Churning means a customer is encouraged to replace an existing policy with an unsuitable new one solely to generate commission for the salesperson. This practice usually leads to financial loss for the customer. The introduction of a tax system on New Year's Day means bond and unit investments will be taxed when encashed. The levy is based on the net proceeds at the standard rate (currently 22 per cent) plus 3 per cent.
Historically, tax was levied on investment funds every year, usually at the standard rate.
Of course, there are circumstances where replacing an old policy with a new one is in client's financial interest.
The Irish Insurance Federation (IIF) said one example of this is where reductions in term assurance rates have meant that people were able to get new life cover at a lower cost than they had been paying under their old policies.
Some people may be better off switching over to the new regime, others should stay with their existing policy.
Each case will depend on a number of factors including the term of the policy, whether it is regular premium or lump sum and the charges involved in switching. Churning is an extremely serious issue for the insurance industry and all life companies will have procedures in place to deal with such cases, the IIF said.
However, life companies may protect themselves from accusations of churning by representatives in the future by allowing free switches into the new policies, consumer groups claimed.
Regulation: When allegations of churning surfaced in the media in 1998, the IIF said members discussed the introduction of an industry code of conduct to highlight the issue and guard against churning.
However, the Department of Enterprise, Trade and Employment proposed mandatory disclosure of early surrender values, life office charges and commissions.
The Insurance Bill, 1999, proposes that the regulation of insurance intermediaries passes to the Central Bank and includes the relevant anti-churning provisions.

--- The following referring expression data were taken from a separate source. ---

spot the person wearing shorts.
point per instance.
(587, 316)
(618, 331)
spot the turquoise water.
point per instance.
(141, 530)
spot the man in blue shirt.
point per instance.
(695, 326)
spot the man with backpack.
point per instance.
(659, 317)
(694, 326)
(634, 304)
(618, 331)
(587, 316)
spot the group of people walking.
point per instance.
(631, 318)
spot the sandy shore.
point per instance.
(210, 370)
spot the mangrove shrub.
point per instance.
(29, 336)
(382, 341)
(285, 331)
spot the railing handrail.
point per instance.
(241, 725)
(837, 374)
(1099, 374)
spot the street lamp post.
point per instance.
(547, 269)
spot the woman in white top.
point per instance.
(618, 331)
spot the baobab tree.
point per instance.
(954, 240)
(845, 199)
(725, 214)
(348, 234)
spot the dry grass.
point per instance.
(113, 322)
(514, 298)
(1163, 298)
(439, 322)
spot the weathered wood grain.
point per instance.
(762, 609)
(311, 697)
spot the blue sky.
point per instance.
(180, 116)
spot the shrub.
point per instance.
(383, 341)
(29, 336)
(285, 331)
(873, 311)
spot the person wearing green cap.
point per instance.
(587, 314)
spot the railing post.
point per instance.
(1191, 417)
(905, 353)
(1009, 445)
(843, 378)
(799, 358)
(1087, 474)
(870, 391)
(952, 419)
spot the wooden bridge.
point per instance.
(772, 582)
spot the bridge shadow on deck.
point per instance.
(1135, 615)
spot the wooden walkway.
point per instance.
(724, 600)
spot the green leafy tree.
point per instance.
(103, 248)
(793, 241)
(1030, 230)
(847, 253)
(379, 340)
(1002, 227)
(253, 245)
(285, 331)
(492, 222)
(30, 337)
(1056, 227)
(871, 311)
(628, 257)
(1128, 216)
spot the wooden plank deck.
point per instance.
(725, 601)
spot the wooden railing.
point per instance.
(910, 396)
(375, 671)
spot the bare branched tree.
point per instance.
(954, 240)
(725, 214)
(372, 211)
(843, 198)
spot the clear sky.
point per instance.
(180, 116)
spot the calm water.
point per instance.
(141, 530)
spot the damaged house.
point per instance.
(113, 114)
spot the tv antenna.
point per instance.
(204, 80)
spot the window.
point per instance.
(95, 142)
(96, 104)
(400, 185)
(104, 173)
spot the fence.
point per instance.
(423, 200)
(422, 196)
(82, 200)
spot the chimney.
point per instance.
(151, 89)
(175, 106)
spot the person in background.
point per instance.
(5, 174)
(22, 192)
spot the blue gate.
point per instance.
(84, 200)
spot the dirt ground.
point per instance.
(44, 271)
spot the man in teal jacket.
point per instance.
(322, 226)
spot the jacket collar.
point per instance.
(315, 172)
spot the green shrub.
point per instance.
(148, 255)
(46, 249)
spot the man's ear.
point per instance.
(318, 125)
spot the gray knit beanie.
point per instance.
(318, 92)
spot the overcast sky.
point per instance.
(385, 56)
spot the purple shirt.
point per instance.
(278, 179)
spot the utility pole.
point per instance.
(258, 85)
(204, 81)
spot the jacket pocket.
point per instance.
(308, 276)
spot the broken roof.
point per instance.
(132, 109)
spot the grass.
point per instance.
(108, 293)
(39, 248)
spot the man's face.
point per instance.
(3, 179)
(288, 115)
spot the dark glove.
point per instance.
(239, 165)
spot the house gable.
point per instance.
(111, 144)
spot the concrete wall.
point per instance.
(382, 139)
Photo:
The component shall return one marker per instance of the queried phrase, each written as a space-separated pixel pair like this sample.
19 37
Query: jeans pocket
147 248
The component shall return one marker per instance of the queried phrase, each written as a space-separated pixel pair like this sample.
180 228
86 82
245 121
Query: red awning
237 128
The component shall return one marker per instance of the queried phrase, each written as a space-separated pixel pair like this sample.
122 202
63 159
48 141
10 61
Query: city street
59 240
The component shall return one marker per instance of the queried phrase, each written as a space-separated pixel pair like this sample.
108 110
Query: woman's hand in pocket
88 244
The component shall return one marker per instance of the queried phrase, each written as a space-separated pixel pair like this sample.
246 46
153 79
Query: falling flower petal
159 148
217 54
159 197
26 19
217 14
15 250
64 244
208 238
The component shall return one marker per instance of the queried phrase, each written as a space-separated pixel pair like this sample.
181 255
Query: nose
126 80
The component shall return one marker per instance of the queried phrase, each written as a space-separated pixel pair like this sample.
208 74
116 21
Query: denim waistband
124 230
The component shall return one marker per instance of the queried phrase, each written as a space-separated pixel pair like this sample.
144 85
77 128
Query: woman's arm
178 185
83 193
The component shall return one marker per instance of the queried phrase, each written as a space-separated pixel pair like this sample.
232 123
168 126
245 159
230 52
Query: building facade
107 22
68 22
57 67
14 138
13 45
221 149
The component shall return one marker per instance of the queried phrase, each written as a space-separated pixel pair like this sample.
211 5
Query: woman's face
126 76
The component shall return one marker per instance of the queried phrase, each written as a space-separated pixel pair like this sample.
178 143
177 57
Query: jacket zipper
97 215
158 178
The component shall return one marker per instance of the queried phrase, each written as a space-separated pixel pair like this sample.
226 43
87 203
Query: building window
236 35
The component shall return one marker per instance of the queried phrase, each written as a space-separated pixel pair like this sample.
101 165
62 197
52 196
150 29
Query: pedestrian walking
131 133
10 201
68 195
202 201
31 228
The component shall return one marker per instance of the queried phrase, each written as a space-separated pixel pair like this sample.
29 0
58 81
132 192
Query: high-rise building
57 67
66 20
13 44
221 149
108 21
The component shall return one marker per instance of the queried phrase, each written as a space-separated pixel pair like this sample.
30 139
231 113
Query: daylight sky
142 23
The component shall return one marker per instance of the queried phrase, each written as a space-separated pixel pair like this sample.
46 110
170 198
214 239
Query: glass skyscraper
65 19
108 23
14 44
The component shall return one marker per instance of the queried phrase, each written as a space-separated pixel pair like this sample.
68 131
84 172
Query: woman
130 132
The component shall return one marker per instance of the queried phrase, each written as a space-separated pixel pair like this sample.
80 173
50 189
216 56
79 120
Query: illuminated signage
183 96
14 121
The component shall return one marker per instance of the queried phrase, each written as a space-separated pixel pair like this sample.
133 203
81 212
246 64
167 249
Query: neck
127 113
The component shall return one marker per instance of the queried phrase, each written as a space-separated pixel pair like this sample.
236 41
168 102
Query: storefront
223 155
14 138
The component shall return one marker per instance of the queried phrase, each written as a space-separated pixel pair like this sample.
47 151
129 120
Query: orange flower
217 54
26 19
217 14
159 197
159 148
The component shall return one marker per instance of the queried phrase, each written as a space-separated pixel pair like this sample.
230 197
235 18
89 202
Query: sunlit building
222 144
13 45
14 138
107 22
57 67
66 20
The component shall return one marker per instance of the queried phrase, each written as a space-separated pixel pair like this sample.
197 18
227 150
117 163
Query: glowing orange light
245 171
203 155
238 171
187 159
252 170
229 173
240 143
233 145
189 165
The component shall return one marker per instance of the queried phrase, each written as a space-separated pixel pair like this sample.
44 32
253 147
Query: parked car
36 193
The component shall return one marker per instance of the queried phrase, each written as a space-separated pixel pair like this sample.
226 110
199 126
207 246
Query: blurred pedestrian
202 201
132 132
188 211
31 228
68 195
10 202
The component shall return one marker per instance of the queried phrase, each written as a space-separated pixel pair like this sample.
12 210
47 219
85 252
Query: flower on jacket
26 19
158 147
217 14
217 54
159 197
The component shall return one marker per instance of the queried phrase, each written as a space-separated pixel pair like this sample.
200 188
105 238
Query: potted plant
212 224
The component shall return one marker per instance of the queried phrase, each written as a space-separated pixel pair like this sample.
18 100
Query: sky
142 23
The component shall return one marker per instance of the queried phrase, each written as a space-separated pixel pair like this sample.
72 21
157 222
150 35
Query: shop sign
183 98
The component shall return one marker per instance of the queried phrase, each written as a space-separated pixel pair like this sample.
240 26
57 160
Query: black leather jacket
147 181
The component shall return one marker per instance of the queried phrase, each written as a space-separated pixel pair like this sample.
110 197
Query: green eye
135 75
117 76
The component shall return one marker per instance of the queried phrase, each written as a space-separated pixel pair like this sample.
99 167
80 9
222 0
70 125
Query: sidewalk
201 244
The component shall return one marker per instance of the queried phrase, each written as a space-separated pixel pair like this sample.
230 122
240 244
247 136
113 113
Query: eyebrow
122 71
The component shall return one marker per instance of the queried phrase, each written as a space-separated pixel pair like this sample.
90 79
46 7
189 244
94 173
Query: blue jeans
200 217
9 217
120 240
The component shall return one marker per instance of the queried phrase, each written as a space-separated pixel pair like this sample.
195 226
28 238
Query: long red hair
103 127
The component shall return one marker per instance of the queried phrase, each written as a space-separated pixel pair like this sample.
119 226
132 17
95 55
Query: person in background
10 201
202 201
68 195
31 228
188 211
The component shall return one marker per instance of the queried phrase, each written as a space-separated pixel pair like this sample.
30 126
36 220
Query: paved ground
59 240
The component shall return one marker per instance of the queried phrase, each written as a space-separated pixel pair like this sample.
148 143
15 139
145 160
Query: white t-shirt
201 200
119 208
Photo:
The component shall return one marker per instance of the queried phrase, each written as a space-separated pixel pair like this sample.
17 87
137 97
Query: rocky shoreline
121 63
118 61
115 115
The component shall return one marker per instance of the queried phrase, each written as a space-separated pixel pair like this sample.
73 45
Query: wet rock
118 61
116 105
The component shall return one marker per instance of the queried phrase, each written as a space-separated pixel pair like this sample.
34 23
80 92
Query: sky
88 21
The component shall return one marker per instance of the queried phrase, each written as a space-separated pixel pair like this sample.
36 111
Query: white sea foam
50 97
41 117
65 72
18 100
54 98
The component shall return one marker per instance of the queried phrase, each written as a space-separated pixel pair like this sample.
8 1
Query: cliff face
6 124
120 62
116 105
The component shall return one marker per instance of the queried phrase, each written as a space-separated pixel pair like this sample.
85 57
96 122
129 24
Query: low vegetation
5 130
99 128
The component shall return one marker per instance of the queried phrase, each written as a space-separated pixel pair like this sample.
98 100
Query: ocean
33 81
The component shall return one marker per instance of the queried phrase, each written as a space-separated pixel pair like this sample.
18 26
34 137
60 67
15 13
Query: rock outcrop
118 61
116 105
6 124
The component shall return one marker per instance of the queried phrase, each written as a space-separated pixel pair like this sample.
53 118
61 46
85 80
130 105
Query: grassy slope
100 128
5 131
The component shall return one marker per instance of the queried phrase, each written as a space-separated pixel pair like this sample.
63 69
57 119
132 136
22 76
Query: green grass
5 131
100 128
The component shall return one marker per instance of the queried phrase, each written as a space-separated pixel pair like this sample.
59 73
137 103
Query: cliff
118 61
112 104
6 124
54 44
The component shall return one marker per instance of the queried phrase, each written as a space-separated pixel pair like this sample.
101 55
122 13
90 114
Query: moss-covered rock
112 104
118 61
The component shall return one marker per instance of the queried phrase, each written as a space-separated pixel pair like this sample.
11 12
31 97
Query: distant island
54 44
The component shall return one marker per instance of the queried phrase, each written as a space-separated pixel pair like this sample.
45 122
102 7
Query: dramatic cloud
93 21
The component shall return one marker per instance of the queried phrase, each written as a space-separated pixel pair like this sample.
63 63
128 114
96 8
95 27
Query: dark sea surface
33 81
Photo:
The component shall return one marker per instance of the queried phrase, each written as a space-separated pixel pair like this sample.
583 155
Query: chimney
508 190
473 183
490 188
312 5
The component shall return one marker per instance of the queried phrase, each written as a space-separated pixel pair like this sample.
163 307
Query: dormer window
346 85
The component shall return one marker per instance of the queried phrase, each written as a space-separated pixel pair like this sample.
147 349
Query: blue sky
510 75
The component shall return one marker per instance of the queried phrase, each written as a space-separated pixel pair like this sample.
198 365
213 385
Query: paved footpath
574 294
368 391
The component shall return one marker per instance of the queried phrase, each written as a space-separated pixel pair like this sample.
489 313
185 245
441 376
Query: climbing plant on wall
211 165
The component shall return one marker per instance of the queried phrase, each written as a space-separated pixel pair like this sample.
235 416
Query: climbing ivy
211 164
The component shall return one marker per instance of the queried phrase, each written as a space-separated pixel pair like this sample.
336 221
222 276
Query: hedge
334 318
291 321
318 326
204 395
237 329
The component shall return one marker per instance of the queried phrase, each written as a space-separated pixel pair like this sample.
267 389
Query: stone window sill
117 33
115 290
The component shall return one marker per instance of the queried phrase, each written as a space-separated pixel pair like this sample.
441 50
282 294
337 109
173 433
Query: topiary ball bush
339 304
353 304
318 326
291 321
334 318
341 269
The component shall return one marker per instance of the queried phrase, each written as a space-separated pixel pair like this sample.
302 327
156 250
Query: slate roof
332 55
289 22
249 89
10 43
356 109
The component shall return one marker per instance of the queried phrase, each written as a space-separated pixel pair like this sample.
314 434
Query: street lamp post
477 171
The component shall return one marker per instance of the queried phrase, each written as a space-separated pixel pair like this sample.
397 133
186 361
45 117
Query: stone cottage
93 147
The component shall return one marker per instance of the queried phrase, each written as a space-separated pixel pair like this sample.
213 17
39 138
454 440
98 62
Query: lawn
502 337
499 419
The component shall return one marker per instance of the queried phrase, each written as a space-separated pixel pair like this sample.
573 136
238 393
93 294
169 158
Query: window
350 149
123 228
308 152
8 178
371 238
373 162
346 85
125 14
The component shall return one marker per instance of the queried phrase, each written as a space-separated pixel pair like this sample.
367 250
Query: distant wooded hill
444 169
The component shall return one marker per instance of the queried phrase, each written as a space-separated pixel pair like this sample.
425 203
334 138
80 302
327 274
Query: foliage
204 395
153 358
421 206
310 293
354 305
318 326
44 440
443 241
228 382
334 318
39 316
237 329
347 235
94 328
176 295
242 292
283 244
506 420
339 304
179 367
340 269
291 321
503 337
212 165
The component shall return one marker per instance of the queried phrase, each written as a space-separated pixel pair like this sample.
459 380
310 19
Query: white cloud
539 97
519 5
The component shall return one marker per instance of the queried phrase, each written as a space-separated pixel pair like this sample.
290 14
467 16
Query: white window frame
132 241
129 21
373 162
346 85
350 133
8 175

The Bill includes a requirement for salespeople to advise the client of the financial consequences when recommending a new policy to replace an existing one. Once the legislation is in force, a salesperson who fails to inform a client that the policy replacement will result in financial loss for the client will be guilty of an offence.
Unfortunately, when the Dail went into its summer recess, the Bill was only in the Committee stage, and it is uncertain whether it will be enacted by the New Year. The Government has also dragged its heels on the proposed Single Regulatory Authority (SRA). A decision must be made on whether the SRA will be housed within the Central Bank or elsewhere.
The debate centres mainly on the authority's need to balance a solvency supervision role with a consumer protection role. It is unlikely this new regulator will come into being until 2002.
Once again, a regulatory black hole threatens to engulf consumers and their investments.